Recent advances of preparing structure-enhanced conductive yarns to control their performance in potential applications

Abstract

There has been a recent transition from conventional textiles to smart and electronic textiles, mostly due to the rise of wearable technology. Functional yarns have been created to fulfil the varied application needs in various environments. Conductive yarns have attracted considerable interest because of their exceptional softness, comfort, and diverse capabilities, such as electromagnetic shielding and soft sensors. This paper presents a comprehensive examination of spinning techniques utilized for the production of conductive yarns, incorporating a range of conductive additives, conductive fabrics, and conventional electrical elements. The text emphasizes that the performance of conductive yarns is significantly affected by their structure, which is dictated by the geometrical configurations of their elements, and the spinning geometry, commonly known as the twisted triangle.
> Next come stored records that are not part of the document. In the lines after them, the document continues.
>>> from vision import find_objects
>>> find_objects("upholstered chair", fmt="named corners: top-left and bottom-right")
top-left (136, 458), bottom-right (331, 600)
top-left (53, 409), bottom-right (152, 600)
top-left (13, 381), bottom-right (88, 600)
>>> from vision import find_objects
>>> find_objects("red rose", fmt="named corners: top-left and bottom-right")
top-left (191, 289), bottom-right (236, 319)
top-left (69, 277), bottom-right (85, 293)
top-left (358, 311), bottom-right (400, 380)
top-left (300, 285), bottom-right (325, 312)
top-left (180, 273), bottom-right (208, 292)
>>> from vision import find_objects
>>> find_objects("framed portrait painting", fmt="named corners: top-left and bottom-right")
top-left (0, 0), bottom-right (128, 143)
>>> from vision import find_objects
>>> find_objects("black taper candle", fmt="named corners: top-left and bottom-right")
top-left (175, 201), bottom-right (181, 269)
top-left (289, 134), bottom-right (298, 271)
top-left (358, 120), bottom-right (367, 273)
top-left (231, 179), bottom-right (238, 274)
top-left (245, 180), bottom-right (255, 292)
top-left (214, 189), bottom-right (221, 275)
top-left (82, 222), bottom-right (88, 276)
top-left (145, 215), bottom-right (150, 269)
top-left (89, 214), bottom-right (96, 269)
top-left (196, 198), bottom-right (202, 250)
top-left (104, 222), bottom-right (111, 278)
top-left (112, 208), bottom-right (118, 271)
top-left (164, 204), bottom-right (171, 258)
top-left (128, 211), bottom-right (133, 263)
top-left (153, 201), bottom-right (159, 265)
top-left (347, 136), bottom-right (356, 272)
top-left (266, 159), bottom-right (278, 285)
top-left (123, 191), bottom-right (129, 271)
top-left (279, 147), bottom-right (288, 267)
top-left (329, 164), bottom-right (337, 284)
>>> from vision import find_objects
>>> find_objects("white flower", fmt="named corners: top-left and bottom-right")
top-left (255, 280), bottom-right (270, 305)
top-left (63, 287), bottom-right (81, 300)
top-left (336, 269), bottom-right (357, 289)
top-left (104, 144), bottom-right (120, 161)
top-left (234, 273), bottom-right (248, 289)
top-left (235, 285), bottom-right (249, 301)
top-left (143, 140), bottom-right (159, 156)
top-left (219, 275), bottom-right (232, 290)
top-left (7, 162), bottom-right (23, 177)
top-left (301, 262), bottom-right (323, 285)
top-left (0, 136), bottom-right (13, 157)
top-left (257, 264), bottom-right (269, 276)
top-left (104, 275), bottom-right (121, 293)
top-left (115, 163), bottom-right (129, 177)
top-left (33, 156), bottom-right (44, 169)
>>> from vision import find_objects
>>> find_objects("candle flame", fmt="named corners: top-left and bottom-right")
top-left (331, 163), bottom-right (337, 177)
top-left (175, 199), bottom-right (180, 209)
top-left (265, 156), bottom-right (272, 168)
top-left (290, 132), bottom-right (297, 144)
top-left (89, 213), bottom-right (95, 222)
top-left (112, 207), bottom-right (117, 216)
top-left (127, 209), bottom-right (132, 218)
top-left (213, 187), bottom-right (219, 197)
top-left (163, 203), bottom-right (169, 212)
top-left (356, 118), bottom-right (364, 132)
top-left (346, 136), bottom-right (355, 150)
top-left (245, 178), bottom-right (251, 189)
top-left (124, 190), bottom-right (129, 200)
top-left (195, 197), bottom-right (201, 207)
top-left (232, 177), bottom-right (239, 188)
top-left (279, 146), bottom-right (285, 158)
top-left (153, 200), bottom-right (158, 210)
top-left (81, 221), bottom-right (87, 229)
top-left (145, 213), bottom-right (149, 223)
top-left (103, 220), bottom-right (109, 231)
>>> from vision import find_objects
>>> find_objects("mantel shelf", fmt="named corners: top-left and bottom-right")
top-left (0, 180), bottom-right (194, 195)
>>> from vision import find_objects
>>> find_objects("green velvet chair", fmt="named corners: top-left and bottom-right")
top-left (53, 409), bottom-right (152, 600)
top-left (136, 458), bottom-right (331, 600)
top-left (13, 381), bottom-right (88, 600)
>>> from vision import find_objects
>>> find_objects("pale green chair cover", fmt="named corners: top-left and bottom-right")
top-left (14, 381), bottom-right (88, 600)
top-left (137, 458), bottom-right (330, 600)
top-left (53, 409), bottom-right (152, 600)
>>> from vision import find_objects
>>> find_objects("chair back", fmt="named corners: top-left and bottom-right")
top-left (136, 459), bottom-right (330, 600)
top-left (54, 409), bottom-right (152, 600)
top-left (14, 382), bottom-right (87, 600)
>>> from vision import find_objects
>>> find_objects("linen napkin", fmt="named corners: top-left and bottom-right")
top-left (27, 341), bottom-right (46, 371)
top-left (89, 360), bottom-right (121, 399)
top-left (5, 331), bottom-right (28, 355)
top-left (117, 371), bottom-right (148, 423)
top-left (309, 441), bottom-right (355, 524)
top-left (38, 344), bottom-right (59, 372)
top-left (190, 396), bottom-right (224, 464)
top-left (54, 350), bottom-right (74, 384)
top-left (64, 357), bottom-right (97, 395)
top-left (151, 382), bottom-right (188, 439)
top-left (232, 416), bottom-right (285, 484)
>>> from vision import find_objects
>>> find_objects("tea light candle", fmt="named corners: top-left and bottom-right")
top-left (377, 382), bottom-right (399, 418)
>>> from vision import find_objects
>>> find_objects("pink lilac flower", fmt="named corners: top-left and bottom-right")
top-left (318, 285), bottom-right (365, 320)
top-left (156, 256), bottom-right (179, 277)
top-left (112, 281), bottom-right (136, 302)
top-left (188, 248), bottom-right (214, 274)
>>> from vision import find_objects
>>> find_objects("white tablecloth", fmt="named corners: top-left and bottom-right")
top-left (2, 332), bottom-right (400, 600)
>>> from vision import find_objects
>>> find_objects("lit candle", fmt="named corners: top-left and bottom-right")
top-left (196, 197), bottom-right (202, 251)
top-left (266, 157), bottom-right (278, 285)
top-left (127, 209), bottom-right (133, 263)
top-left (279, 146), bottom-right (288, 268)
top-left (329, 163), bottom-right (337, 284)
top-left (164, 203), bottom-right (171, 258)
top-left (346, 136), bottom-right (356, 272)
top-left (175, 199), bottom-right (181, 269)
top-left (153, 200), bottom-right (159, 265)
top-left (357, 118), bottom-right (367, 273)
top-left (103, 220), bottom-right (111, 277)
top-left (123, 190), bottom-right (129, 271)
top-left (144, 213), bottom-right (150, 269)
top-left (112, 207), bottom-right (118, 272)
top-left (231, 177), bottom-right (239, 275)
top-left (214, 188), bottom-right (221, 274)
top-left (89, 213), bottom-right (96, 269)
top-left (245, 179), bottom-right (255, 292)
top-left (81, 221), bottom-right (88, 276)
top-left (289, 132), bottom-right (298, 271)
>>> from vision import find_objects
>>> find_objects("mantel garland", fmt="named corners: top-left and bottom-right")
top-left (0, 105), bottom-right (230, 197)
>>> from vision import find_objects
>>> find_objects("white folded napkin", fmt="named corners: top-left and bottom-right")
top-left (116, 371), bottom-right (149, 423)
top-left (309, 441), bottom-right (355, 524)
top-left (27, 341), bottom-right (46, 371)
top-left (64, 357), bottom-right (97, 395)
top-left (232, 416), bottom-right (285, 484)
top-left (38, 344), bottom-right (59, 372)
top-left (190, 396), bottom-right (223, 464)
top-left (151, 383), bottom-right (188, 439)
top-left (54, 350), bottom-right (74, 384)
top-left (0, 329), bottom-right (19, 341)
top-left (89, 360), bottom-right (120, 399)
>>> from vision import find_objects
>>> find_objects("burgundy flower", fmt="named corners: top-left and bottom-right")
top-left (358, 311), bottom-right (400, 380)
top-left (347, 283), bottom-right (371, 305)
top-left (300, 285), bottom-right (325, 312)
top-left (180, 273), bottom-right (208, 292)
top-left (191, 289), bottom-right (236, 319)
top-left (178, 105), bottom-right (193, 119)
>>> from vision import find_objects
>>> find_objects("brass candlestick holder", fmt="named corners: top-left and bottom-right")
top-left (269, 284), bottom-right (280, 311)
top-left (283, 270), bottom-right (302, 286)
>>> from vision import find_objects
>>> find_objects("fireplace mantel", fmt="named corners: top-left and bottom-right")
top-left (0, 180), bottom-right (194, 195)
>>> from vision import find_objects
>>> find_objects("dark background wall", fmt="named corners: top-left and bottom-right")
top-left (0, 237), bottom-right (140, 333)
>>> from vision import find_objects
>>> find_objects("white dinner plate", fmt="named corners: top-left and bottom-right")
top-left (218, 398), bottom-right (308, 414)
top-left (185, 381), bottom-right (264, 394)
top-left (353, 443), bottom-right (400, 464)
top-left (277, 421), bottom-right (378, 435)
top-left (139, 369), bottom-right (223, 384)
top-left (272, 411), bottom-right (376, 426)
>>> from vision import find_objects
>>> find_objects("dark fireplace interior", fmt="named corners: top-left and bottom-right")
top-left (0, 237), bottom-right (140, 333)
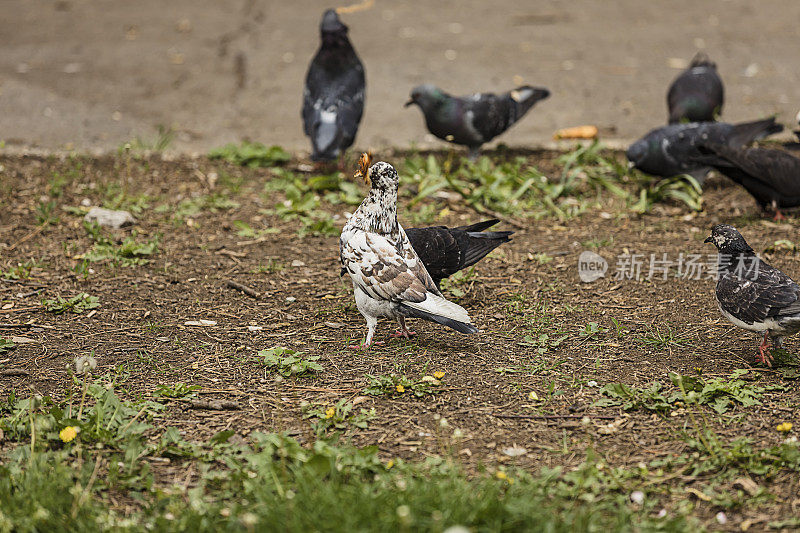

The performance of conductive yarns is primarily determined by the concentration of conductive components in their structure. Moreover, this paper examines the possible uses of conductive fabrics in several technical domains. The mentioned applications encompass antistatic packaging, heating elements, wearable electronics, smart membrane technology, data storage and transmission, sensors, actuators, and protection against electromagnetic interference and electrostatic discharge. Conductive textiles possess a versatile character that presents a wide range of opportunities for progress in multiple industries. To summarize, this review thoroughly examines the spinning methods used to create conductive yarns, with a particular focus on the significance of yarn structure in influencing their performance. Furthermore, it emphasizes the wide range of technological applications in which conductive textiles can be utilized.